OREANDA-NEWS. Fitch Ratings has today revised the Outlook on Australia-based Ergon Energy Corporation Limited's (Ergon) Long-Term Foreign Currency Issuer Default Rating (IDR) to Stable from Negative. The agency has also affirmed Ergon's Long-Term Foreign Currency IDR and foreign currency senior unsecured rating at 'AA'.

The revision in the Outlook on Ergon's IDR reflects the economic policies of the new state government that took office in February 2015, which exclude any sale of Ergon or lease of its electricity distribution business in Queensland. The state government is committed to retaining ownership of Ergon, a Queensland state-owned electricity distribution company. Fitch also expects the state government to remain in control of Ergon's operations and future investment decisions.

KEY RATING DRIVERS

Strategic Linkages Intact: The ratings are aligned with those of the state of Queensland (Queensland; AA/Stable), in line with Fitch's parent-subsidiary rating methodology. In addition to the confirmation of retaining ownership of Ergon, the government also proposes to merge the three state-owned electricity network companies into one, which may further strengthen the strategic linkages of the merged company with that of the state. The state does not explicitly guarantee Ergon's obligations, but Fitch believes the links are sufficiently strong to warrant equalisation of Ergon's ratings with those of the state.

Integrated with the State: The state borrowing authority, Queensland Treasury Corporation (QTC; AA/Stable), currently arranges all of Ergon's debt. The virtually assured availability of perpetual senior debt funding from QTC indicates a high degree of financial integration with the state, which effectively controls the appointment of Ergon's board, as well as its capex and cash distribution policies.
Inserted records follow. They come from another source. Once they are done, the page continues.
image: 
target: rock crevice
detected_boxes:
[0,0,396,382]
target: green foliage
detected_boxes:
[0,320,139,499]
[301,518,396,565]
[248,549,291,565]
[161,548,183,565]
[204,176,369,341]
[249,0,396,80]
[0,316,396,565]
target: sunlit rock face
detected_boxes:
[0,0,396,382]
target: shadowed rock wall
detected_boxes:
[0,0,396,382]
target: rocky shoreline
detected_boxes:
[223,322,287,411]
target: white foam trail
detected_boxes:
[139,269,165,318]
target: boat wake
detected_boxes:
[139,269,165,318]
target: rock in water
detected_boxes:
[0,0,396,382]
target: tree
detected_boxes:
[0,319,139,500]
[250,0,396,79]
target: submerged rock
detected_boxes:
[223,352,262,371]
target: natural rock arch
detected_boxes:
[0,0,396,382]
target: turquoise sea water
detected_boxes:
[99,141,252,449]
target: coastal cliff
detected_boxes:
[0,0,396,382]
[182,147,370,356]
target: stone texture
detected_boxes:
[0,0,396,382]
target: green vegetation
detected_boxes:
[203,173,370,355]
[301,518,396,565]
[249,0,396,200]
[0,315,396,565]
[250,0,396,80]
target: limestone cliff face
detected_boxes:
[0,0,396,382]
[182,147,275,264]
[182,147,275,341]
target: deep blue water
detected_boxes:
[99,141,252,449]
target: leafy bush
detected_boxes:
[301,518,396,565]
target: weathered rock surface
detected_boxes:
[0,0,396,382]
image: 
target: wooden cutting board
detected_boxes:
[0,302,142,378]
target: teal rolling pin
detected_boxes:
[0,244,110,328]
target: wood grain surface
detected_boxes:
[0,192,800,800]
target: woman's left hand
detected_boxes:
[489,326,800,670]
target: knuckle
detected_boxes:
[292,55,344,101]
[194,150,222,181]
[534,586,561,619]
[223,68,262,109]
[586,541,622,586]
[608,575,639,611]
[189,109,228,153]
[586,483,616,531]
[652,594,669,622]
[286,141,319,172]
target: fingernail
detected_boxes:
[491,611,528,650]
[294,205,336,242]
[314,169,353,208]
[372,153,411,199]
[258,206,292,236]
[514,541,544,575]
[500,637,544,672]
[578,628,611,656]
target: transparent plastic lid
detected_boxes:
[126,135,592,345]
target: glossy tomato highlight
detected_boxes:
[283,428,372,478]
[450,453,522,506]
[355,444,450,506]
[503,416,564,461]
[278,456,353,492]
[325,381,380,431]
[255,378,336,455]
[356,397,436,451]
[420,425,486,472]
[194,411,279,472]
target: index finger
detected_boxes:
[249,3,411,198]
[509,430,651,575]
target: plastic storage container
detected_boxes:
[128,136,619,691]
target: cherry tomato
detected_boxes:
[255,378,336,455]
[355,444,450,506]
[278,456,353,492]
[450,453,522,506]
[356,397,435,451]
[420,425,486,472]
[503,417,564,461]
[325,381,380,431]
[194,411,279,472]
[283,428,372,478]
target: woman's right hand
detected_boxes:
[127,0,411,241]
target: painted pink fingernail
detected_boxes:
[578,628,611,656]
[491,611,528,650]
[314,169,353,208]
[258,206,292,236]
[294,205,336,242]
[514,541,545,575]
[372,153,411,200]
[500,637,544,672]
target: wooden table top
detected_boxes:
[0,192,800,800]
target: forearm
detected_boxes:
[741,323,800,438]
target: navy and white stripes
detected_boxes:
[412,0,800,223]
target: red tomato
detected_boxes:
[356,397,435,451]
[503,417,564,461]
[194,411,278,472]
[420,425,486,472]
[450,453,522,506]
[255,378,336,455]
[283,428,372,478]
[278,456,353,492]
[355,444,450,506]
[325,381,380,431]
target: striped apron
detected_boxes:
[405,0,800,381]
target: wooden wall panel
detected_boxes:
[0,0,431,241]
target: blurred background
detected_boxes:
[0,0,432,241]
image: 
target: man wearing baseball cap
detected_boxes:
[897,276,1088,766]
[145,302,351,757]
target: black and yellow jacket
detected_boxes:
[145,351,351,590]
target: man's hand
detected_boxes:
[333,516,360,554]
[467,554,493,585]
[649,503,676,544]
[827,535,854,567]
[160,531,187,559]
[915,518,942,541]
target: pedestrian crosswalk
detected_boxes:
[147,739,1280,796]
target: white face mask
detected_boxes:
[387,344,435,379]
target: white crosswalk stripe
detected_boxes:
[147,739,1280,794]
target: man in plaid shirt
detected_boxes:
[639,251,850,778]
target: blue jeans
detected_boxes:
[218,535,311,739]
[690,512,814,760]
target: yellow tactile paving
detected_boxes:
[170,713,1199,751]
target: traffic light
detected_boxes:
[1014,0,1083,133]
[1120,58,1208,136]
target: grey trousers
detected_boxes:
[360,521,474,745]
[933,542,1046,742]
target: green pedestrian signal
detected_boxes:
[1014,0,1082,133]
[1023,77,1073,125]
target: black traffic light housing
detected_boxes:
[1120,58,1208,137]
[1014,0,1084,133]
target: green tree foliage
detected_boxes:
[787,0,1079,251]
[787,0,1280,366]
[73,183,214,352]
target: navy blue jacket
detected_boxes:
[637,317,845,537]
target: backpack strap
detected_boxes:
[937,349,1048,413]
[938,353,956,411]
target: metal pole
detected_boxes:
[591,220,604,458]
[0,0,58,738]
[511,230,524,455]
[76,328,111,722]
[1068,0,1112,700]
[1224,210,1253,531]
Strong Standalone Credit Profile: Ergon's strong standalone credit profile reflects the regulated nature of its largely network business and the transparent and stable regulatory environment. Fitch expects the regulator to provide guidance of the regulatory approach on Ergon's forecast expenditure and expected total invested capital returns over the next regulatory determination period from 1 July 2015 to 30 June 2020 in its preliminary decision due late-April 2015. This would be the first regulatory determination under the new electricity rules introduced in late-2013.

KEY ASSUMPTIONS
Fitch's key assumptions within our rating case for the issuer include:
- Capex and operating expenditure allowances to largely stay within regulatory allowances over the current regulatory determination period
- Leverage profile - as reflected by debt to regulatory asset base - and funding costs to stay within regulatory benchmarks over the current regulatory determination period
- Very limited exposure to non-regulated revenues

RATING SENSITIVITIES

The issuer's rating is currently equalised with that of Queensland.

Positive: Future developments that may, individually or collectively, lead to positive rating action include:
- Upgrade in the Queensland state's ratings, provided the ratings linkages remain intact

Negative: Future developments that may, individually or collectively, lead to negative rating action include:
- Downgrade in the Queensland state's ratings; or
- Evidence of weakening government support including privatisation

For the sub-sovereign rating of Queensland, the following sensitivities were outlined by Fitch in its Rating Action Commentary of 3 September 2014:

Negative rating action could occur should Queensland be unable to restore the operating margin, or should debt grow significantly above AUD48bn.

An upgrade is unlikely in the near term, but continued fiscal recovery through strong financial management would be viewed positively.